Industry debates analog vs digital ultra-fast current loop
Many of those within the industrial automation industry claim the best current loop is still an analog system and question whether a digital system can replace the analog current loop. Current loop in an analog arrangement is fast (with no delay) and cost effective, but there are drawbacks. 1) Analog components like resistors and capacitors are not precise, they have some value tolerance, so that, unless high-cost low-tolerance special components are used, there will be some variance in the parameters of the current loop regulator between different drives. In a digital system using numerical values it is perfectly balanced and there are no variations in production. 2) In some critical special applications it could be necessary to fine tune some parameters of the current loop, for example when using multipole motors or linear motors. This is impossible to do with an analog system since changing a parameter value requires using different values of components in the drive hardware, whereas changing parameter values in a digital system is a simple task.
Inovance has developed ultra-fast current loop technology that has so little delay and is so fast that it is fully comparable with analog performance, along with all the benefits of digital implementation, and the same levels of precision and control required from a servo drive.

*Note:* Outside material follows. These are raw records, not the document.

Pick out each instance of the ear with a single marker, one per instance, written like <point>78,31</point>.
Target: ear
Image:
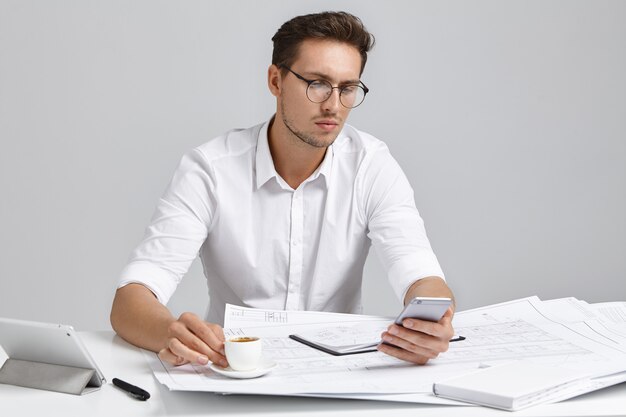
<point>274,80</point>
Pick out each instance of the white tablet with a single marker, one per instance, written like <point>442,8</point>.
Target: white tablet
<point>55,344</point>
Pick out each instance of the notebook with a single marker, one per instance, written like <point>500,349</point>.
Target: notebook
<point>520,384</point>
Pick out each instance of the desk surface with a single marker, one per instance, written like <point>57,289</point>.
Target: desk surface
<point>118,359</point>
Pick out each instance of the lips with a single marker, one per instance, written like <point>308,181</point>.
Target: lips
<point>327,125</point>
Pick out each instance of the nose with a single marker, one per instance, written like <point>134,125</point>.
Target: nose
<point>332,104</point>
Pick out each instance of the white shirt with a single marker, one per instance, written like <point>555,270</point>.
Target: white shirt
<point>266,245</point>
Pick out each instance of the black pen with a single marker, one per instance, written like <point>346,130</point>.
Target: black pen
<point>131,389</point>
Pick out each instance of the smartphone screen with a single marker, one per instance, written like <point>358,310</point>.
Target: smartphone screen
<point>424,308</point>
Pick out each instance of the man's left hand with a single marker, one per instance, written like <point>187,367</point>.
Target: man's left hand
<point>418,341</point>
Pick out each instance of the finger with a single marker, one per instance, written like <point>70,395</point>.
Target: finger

Inovance servos complete with ultra-fast current loop
Complete with ultra-fast current loop technology, Inovance’s SV660N (EtherCAT), SV660F (PROFINET), IS810N (EtherCAT), SV670N (EtherCAT), SV670P (Pulse, CANopen), SV680N (EtherCAT) and SV680P (Pulse, CANopen) servos all deliver high dynamic performance with a compact footprint for a variety of industrial automation applications. In addition to the performance benefits the ultra-fast 4.5 kHz current loop technology delivers, the Inovance servo drives also come with user-friendly installation, easy set-up and tuning, and Safe Torque Off.